Thought for the day with Clifford Longley, author, broadcaster and journalist.
Israel has revealed that two senior Army officers were disciplined for their actions during the Gaza war last year. The officers, a Brigadier General and a Colonel ,were found to have endangered life by firing white phosphorous munitions in the direction of the main UN warehouse in Gaza City, which was subsequently set alight. Correspondent Paul Wood
expalins how white phosphorous was used in populated areas.
Ten Americans are being held in Haiti on suspicion of trying to smuggle children out of the country. They were detained as they tried to take more than thirty young children to the neighbouring Dominican Republic. The group, from a Baptist church, said it was planning to set up an orphanage there. But their arrest comes amid concern that the recent earthquake has left children vulnerable to child traffickers. Save the Children's Jasmine Whitbread
says she feels these children are at an acute risk of sexual exploitation and serious emotional distress.

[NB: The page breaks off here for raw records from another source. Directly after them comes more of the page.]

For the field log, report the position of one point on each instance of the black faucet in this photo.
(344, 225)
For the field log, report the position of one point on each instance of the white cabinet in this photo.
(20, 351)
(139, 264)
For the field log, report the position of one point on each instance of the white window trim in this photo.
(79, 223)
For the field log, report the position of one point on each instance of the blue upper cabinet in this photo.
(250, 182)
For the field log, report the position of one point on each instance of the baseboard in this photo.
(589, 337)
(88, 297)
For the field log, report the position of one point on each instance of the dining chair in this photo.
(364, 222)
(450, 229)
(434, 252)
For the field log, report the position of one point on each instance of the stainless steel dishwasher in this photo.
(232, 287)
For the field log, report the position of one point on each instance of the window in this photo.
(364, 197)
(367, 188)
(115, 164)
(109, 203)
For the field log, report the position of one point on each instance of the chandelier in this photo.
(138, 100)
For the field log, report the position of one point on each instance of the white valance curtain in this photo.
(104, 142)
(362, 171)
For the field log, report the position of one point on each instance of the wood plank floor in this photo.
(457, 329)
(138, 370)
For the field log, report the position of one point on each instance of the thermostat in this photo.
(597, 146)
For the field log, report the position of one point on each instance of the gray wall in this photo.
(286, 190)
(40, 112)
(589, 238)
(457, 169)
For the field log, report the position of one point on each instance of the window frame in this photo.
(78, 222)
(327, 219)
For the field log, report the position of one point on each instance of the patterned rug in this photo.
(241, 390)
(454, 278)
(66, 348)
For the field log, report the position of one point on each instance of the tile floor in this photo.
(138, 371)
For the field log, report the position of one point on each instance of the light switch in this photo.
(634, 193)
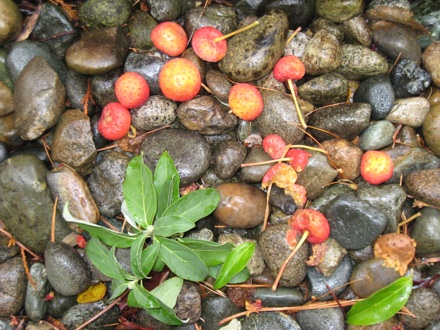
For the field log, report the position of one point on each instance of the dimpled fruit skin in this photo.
(179, 80)
(245, 101)
(132, 90)
(170, 38)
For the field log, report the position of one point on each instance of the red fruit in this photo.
(245, 101)
(376, 166)
(311, 220)
(299, 159)
(170, 38)
(114, 122)
(179, 80)
(205, 47)
(274, 145)
(289, 67)
(132, 90)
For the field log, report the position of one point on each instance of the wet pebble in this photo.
(275, 250)
(354, 223)
(377, 136)
(411, 111)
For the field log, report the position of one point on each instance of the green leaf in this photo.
(167, 183)
(139, 192)
(168, 291)
(149, 256)
(99, 255)
(234, 263)
(195, 205)
(106, 235)
(169, 225)
(382, 304)
(182, 261)
(212, 253)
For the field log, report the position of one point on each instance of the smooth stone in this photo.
(431, 133)
(98, 51)
(12, 286)
(99, 13)
(345, 155)
(377, 136)
(254, 174)
(11, 21)
(317, 174)
(408, 79)
(36, 305)
(241, 205)
(253, 53)
(321, 318)
(354, 223)
(156, 112)
(379, 93)
(23, 182)
(390, 198)
(282, 297)
(320, 286)
(81, 313)
(346, 120)
(256, 264)
(371, 275)
(52, 21)
(411, 111)
(336, 11)
(227, 158)
(66, 184)
(359, 62)
(275, 249)
(322, 54)
(276, 320)
(6, 100)
(206, 115)
(21, 53)
(430, 61)
(190, 152)
(277, 117)
(105, 182)
(329, 88)
(426, 233)
(424, 303)
(39, 99)
(357, 31)
(67, 272)
(424, 185)
(396, 41)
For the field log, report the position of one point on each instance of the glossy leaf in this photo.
(167, 183)
(139, 192)
(212, 253)
(168, 291)
(234, 263)
(106, 235)
(195, 205)
(382, 304)
(169, 225)
(182, 261)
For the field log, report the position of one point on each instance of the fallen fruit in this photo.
(170, 38)
(179, 80)
(245, 101)
(274, 145)
(115, 121)
(132, 90)
(376, 167)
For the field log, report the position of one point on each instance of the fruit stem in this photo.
(306, 234)
(247, 27)
(298, 110)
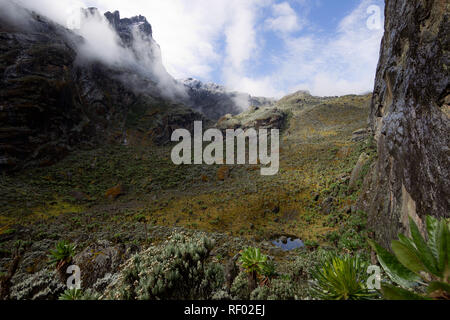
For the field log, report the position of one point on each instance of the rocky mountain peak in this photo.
(124, 27)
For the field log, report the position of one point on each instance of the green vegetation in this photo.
(253, 263)
(62, 254)
(179, 269)
(342, 278)
(72, 294)
(420, 268)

The government's proposals to pay for personal care at home will be debated in the House of Lords today. Unveiled by the prime minister back in September, the plans have been criticised for underestimating the costs involved and discriminating against those with highest needs who are in residential care; and for being an example of poor legislation, rushed through without an opportunity for proper parliamentary scrutiny. Lord Butler and the Health Secretary Andy Burnham
discuss how some peers believe that the Bill has not been properly scrutinised.
Sports news with Rob Bonnet.
Over the past few months we've been getting regular reports on life on the frontline in Afghanistan from Major Richard Streatfeild, a soldier serving in Helmand province with Third Battalion The Rifles.

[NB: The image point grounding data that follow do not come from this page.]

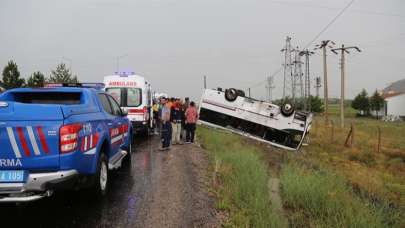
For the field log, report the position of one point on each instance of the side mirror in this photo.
(124, 112)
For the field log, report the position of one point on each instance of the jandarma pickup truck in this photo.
(59, 138)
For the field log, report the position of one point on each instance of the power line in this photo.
(313, 40)
(330, 23)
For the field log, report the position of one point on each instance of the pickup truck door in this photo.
(119, 123)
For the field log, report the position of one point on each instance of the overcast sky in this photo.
(173, 43)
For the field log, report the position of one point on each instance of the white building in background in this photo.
(394, 96)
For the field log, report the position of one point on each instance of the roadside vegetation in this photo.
(327, 184)
(240, 180)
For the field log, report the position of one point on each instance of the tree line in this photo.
(363, 103)
(11, 77)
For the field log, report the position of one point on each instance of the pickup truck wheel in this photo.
(128, 158)
(231, 94)
(287, 109)
(100, 185)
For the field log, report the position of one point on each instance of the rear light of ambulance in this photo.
(134, 110)
(69, 137)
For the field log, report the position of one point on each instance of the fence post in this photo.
(379, 139)
(352, 136)
(349, 137)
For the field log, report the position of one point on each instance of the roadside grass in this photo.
(334, 110)
(322, 199)
(325, 185)
(240, 180)
(378, 178)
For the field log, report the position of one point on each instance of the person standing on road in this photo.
(155, 109)
(191, 120)
(175, 118)
(184, 107)
(166, 126)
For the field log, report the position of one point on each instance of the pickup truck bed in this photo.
(52, 138)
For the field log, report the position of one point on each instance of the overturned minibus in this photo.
(281, 126)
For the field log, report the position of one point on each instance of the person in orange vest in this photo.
(175, 118)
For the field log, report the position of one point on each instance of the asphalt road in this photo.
(143, 195)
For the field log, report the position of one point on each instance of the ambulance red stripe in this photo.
(23, 141)
(42, 139)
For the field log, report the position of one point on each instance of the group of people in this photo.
(176, 120)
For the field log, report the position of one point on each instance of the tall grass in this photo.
(242, 185)
(325, 200)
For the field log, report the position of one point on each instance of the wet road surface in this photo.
(133, 199)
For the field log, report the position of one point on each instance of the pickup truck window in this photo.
(105, 103)
(116, 110)
(116, 93)
(134, 97)
(126, 97)
(61, 98)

This is his most recent despatch.
David Cameron said in a speech in January that "warmth not wealth" determined a child's chances in life. But the authors of a book that the Tory leader has praised, called the Spirit Level, say that research they have done for this edition reveals 'broken society' is not caused by broken families but by inequality. Shadow children's secretary Michael Gove and one of the authors of the book, Richard Wilkinson,
debate whether more equal societies are more successful.

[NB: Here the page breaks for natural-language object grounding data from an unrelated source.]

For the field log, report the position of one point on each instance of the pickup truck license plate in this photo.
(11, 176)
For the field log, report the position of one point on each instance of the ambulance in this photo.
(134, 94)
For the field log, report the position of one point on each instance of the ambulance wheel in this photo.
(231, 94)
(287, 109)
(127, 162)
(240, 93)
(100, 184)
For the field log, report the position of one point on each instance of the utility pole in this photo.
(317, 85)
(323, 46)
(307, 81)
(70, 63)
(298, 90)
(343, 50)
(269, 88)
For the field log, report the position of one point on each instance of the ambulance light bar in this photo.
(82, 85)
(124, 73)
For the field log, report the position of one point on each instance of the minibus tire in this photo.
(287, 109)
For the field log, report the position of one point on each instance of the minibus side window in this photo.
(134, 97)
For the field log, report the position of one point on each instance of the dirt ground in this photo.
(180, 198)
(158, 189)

Business news with Adam Shaw.
Tower Block of Commons, a new programme begins tonight on Channel 4 in which four MPs live for a week on sink estates around the country. President of the Royal Institute of British Architects Ruth Reed and Lynsey Hanley, writer for the Guardian and author of Estates: An Intimate History,
discuss whether it always so terrible to live in a tower block and if there such a thing as a "good" one.
It's 100 years since the first job centres opened, when they were known as labour exchanges, one of Winston Churchill's lesser-known achievements. On the 1 February 1910, 62 of them opened their doors. Correspondent Flora Watkins
reports on how one of them, in Hackney in London's East End, is holding an exhibition to mark the anniversary.
The Premiership is often described as the most exciting football league in the world, but you'd be hard pressed to find anyone to call it the most artistic. Despite the influx of foreign players, there's still an ingrained distrust in the British game of "fancy dan" footballers. That's been illustrated by the pressure on Arsene Wenger's Arsenal to adopt a more direct style after several seasons full of stylish displays. They have no trophies to show for them and a crushing defeat by Manchester United yesterday calls into question their title challenge.
Sports journalist Mihir Bose ponders our national suspicion of footballing artistry.
Facing budgetary constraints, President Barack Obama will scale back US space ambitions, abandoning plans to return to the moon by 2020 and confining Nasa to lower orbit missions for years to come. The shift will be unveiled on Monday when Obama presents his 2011 budget blueprint to Congress. Washington Correspondent Richard Lister
analyses the impact the cuts could have on jobs tied up with current Nasa programmes.